Hello, I have a question for members of this forum regarding second GSD. 

Now a quick backstory.. Im 30~ have been raised in family where we always had dogs besides us (not for how to say trainings/shows etc but as family members) and so far we have lost 6 beautiful souls and from the years I remember me as small kid we always had 2-3 dogs at a time (private house territory where they can play and enjoy life). Im thankful to say this but all our dogs have passed away from old age as it sounds bad etc. but they lived to fullest with best care. 

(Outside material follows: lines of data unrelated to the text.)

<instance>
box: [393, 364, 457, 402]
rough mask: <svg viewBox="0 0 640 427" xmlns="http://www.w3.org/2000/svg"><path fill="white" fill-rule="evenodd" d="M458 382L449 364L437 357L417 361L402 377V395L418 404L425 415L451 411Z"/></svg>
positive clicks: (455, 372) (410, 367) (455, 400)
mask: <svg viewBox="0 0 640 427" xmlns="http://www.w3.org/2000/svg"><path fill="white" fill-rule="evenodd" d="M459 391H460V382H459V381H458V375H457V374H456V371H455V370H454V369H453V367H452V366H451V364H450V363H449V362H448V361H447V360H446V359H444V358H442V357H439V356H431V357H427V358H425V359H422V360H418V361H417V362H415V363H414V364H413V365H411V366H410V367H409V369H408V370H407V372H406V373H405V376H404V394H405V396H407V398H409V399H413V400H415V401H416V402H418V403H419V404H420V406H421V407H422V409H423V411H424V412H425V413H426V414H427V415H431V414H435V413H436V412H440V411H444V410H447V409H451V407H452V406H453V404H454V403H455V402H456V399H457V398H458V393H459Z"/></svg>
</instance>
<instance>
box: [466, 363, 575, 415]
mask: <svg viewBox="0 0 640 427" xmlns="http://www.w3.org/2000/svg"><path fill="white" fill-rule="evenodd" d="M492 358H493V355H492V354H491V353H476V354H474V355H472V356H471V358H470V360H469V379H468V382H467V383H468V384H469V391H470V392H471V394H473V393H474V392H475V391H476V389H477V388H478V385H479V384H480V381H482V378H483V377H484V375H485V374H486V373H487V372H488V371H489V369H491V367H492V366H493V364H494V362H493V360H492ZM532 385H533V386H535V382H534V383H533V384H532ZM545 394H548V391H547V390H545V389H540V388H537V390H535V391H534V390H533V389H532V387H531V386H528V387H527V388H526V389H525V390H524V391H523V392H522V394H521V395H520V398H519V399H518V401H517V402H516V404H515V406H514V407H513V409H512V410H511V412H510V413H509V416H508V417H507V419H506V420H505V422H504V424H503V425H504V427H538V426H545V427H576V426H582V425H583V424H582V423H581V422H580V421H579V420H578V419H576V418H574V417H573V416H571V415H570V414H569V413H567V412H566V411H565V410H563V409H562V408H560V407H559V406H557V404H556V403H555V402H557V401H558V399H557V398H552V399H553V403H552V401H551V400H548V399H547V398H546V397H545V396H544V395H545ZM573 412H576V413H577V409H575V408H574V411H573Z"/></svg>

Now my GSD is 2,5 years old good boy, we recently lost one old chow chow girl as age was taking over but we had different breeds for dogs from years back. I was wondering if it was a good idea to get another one for a family. We do exercise we have walks, swimming in lake and of corse daily ball catching (he is nuts about it) Im just a little worried my GSD will not be friendly with new puppy (very protective of territory and family). Have any of forum members "adopted" new puppy when older GSD male is place? 

Thanks


----------



## gsdsteve (Apr 24, 2010)

SSL said:


> Hello, I have a question for members of this forum regarding second GSD.
> 
> Now a quick backstory.. Im 30~ have been raised in family where we always had dogs besides us (not for how to say trainings/shows etc but as family members) and so far we have lost 6 beautiful souls and from the years I remember me as small kid we always had 2-3 dogs at a time (private house territory where they can play and enjoy life). Im thankful to say this but all our dogs have passed away from old age as it sounds bad etc. but they lived to fullest with best care.
> 
> ...


You should have no problem but I would recommend getting a female and introduce them slowly.


----------



## drparker151 (Apr 10, 2020)

Get 8 or 9 week old Opposite sex puppy and introduce on neutral territory, supervise interactions while pup is small. Make sure old dog gets more love and attention than before pup at first.


----------



## WNGD (Jan 15, 2005)

Good advice above. I got my now 18 month old boy when my older dog was 5; perfect buddies right now


----------



## SSL (Jul 11, 2021)

Thanks for advice! I will keep this post updated in 1-2months hopefully, and I have few stories as well that I would like to share on other forum sections.


----------